Almond Crescents

Ingredients:

2-1/2 cups all-purpose flour
pinch salt
1-1/4 cups butter or margarine, softened
1 cup icing sugar
1 teaspoon vanilla
1/2 teaspoon almond extract
1 cup ground almonds


Preparation:

  • In a mixer or food processor cream butter and icing sugar. Add almond extract and vanilla. Gradually beat in flour, salt and ground almonds. 
  • Form into dough, wrap and chill 1/2 hour.
  • Preheat the oven to 325 F (160 C). 
  • Form into 1 inch (2.5 cm) balls. Shape balls  into crescents. 
  • Place on ungreased baking sheets and bake one dozen at a time for about 12 to 15 minutes. 
  • Cool on wire rack. 
  • Drizzle with melted semi-sweet chocolate.


Makes 6 dozen cookies.




Real Cooking


Did You Know?
Although popularly referred to as a nut, the edible part of the almond is botanically not a true nut, but the seed of a drupe (a botanic name for a type of fruit), which consists of an outer hull and a hard shell with the seed inside.
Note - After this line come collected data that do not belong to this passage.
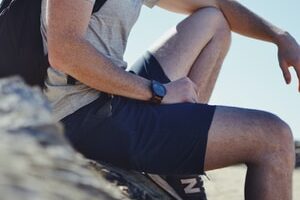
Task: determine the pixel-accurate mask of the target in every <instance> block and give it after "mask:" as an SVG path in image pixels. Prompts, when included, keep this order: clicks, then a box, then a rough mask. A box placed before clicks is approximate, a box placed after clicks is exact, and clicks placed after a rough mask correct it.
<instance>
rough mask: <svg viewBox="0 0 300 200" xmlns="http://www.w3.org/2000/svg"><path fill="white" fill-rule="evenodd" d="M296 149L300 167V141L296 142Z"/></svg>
mask: <svg viewBox="0 0 300 200" xmlns="http://www.w3.org/2000/svg"><path fill="white" fill-rule="evenodd" d="M295 150H296V167H300V141H296V142H295Z"/></svg>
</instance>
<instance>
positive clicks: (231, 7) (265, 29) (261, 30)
mask: <svg viewBox="0 0 300 200" xmlns="http://www.w3.org/2000/svg"><path fill="white" fill-rule="evenodd" d="M217 4H218V6H219V8H220V9H221V11H222V12H223V13H224V16H225V17H226V19H227V21H228V23H229V25H230V27H231V29H232V31H234V32H236V33H239V34H242V35H245V36H248V37H252V38H256V39H260V40H264V41H268V42H273V43H275V44H278V43H279V41H280V38H281V36H284V35H285V32H284V31H283V30H281V29H280V28H278V27H276V26H274V25H272V24H271V23H269V22H268V21H266V20H264V19H263V18H261V17H260V16H258V15H257V14H255V13H253V12H252V11H250V10H249V9H247V8H246V7H245V6H243V5H241V4H240V3H239V2H237V1H234V0H217Z"/></svg>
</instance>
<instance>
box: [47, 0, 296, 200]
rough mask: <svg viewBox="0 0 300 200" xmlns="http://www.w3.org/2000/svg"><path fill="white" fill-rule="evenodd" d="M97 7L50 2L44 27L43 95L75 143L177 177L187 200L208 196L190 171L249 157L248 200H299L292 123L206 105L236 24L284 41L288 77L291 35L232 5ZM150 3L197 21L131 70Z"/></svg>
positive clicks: (279, 48)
Shelling almonds refers to removing the shell to reveal the seed. Almonds are commonly sold shelled, i.e. after the shells are removed, or unshelled, i.e. with the shells still attached. Blanched almonds are shelled almonds that have been treated with hot water to soften the seedcoat, which is then removed to reveal the white embryo. There are two forms of the plant, one (often with white flowers) producing sweet almonds, and the other (often with pink flowers) producing bitter almonds.
The bitter almond is rather broader and shorter than the sweet almond, and contains about 50% of the fixed oil which also occurs in sweet almonds. It also contains the enzyme emulsin which, in the presence of water, acts on a soluble glucoside, amygdalin, yielding glucose, cyanide and the essential oil of bitter almonds, which is nearly pure benzaldehyde. Bitter almonds may yield from 4–9 mg of hydrogen cyanide per almond. Extract of bitter almond was once used medicinally, but even in small doses effects are severe and in larger doses can be deadly; the cyanide must be removed before consumption.